As we confront the ramifications of the practice of slavery, we can look back at our own history with some pride in recounting the story of Thomas McCabe, the Irishman who was on the right side of slavery.

Following the death of George Floyd in Minneapolis City in the United States, the Black Lives Matter movement has taken centre stage around the world as people have taken to the streets to demand an end to injustice.
Amongst the protestations, statues of former slave traders have been torn down and, whether or not people agree, it has caused us to question the issue of slavery, the ramifications it has had for our society and people of colour and how we should confront it.
One of the ways we can do that is by recounting the story of those from our nation, in Ireland, that opposed the barbaric practice and ensured that it never took a foothold here.
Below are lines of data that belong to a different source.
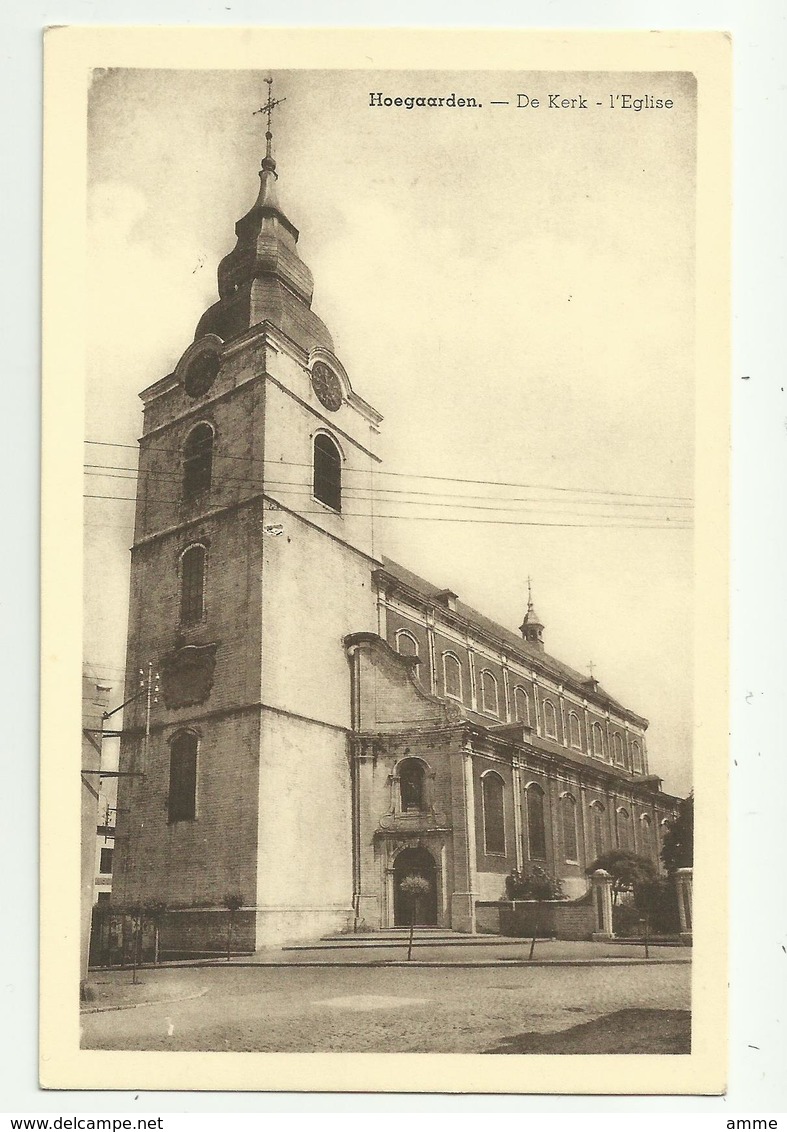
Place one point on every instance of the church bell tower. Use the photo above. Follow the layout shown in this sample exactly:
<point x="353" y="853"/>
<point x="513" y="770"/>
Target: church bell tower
<point x="251" y="562"/>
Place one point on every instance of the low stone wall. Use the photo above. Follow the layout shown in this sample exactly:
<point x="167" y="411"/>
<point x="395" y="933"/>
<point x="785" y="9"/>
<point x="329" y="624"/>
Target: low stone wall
<point x="564" y="919"/>
<point x="203" y="932"/>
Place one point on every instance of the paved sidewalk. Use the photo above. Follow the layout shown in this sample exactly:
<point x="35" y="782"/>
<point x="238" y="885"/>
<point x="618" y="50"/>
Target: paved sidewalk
<point x="477" y="951"/>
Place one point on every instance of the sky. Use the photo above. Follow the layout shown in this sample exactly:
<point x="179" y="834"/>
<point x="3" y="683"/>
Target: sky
<point x="512" y="288"/>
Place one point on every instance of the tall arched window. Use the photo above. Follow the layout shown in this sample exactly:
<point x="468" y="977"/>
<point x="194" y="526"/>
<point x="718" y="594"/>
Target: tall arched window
<point x="489" y="693"/>
<point x="549" y="720"/>
<point x="197" y="460"/>
<point x="636" y="756"/>
<point x="597" y="814"/>
<point x="569" y="826"/>
<point x="624" y="837"/>
<point x="327" y="472"/>
<point x="411" y="783"/>
<point x="597" y="732"/>
<point x="617" y="748"/>
<point x="521" y="705"/>
<point x="537" y="832"/>
<point x="452" y="676"/>
<point x="193" y="584"/>
<point x="405" y="643"/>
<point x="494" y="823"/>
<point x="182" y="796"/>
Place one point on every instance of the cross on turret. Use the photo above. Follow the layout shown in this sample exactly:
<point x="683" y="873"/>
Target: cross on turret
<point x="267" y="109"/>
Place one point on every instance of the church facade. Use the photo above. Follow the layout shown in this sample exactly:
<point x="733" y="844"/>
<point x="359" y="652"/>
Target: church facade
<point x="325" y="722"/>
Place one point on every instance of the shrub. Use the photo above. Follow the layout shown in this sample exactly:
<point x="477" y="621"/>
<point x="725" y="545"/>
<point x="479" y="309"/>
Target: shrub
<point x="658" y="899"/>
<point x="626" y="920"/>
<point x="533" y="883"/>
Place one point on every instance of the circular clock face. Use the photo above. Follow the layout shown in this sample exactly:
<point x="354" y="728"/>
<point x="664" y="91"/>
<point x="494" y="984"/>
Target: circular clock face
<point x="327" y="386"/>
<point x="200" y="374"/>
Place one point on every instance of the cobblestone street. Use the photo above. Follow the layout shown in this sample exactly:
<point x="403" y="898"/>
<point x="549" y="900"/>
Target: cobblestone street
<point x="394" y="1010"/>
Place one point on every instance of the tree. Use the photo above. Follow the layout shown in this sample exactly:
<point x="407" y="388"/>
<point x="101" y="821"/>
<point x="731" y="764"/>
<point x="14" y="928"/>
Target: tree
<point x="626" y="868"/>
<point x="232" y="902"/>
<point x="677" y="850"/>
<point x="154" y="911"/>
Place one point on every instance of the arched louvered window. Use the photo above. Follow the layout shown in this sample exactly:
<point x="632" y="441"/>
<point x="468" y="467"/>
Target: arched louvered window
<point x="597" y="732"/>
<point x="646" y="835"/>
<point x="405" y="643"/>
<point x="411" y="783"/>
<point x="617" y="748"/>
<point x="489" y="693"/>
<point x="597" y="817"/>
<point x="569" y="826"/>
<point x="636" y="756"/>
<point x="197" y="461"/>
<point x="182" y="795"/>
<point x="537" y="832"/>
<point x="493" y="789"/>
<point x="327" y="472"/>
<point x="624" y="834"/>
<point x="521" y="705"/>
<point x="452" y="676"/>
<point x="549" y="720"/>
<point x="193" y="584"/>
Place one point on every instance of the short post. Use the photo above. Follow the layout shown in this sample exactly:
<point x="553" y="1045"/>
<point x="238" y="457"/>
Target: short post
<point x="602" y="902"/>
<point x="684" y="883"/>
<point x="413" y="886"/>
<point x="532" y="942"/>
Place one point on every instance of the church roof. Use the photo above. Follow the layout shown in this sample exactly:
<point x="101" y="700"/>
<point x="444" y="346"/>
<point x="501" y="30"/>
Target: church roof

One man whose story deserves to be told is that of Thomas McCabe, the Irishman who was on the right side of slavery.
Who was Thomas McCabe?

Thomas McCabe was born in 1739 in Belfast and he went on to become a founding member of the Society of the United Irishmen, who staged a revolution against British rule in Ireland in 1798.
As a native of Belfast, McCabe was a member of the Frist Presbyterian Church and worked as a watchmaker, owning a cotton mill and clock-making shop at 6 North Street in Belfast’s city centre.
He was also a Freemason and, in 1774, he was a founding member of the Belfast Charitable Society who were housed at Clifton House in North Belfast. He, along with John McCracken, father of Henry, installed machinery in the building to enable it to become the first cotton spinning mill in the town.
The plan to bring slavery to Belfast

In 1786, a number of Belfast merchants, including a man named Waddell Cunningham, the then-richest man in the city and president of the Belfast Chamber of Commerce, called a meeting at the Exchange and Assembly Rooms in Waring Street.
The men gathered with the intent to establish a slave-ship company in Belfast, aiming to profit from the hideous practice of slavery that indentured people from Africa while enriching those that exploited them.
Both Cunningham and another man named Thomas Gregg had returned from New York and had traded extensively in the Caribbean, and together they wished to form what would become known as the ‘Belfast Slaveship Company’.
They had seen merchants in Liverpool and Bristol profiteer from entering into the slave trade and wished to emulate their practice in Ireland. The idea was to, in the first instance, ship goods to the Gold Coast in Australia.
Following this, they would purchase African slaves, bring them to the West Indies plantations before returning back to Belfast with vast cargoes of sugar and brandy.
How did Thomas McCabe tackle slavery?

Step up the Irishman who was to be on the right side of slavery. Not far from Waring Street were the offices of Thomas McCabe, whose subsequent actions were to ensure that the inhumane company remained only a sickening theoretical plan.
Upon hearing of the meeting, McCabe crossed the road, stormed into the gathering and denounced the idea vigorously. McCabe famously said to those present at the meeting: “May God eternally damn the soul of the man who subscribes the first guinea.”
Upon his departure he tore up the prospectus for the plan and with one swift denunciation, the energy fuelling those Irishmen wishing to participate in the globalised slave trade was extinguished.
The freed slave Olaudah Equiano

McCabe’s courageous attitude was emblematic of that of the United Irishmen, who were an organisation totally opposed to the practice of slavery and resisted from purchasing rum, sugar, fruit and tobacco produced in slavery plantations.
Furthermore, only a few years later, in 1791, a man named Olaudah Equiano, who was a freed slave, visited Belfast to publicise his book, entitled ‘The Interesting Narrative Of The Life of Olaudah Equiano’.
Equiano had stayed with United Irishman Samuel Neilson during his stay in Belfast and was embraced enthusiastically by the majority of the city’s citizens and he went on to sell almost 2,000 copies of his book during his stay in Ireland.
The legacy of Thomas McCabe

While the United Irishmen is an organisation now well-known, the name of Thomas McCabe may not be as publicised, but he is certainly a figure we can admire; a man who took a stand against slavery and ensured his city did not profiteer from it.
McCabe died in 1820, and is now buried in the Clifton Street cemetery in North Belfast alongside other United Irishmen, such as Henry Joe McCracken and William Drennan. A plaque can now be found on the wall of the St. Malachy’s College on the Antrim Road in Belfast, which was built on the site of McCabe’s home.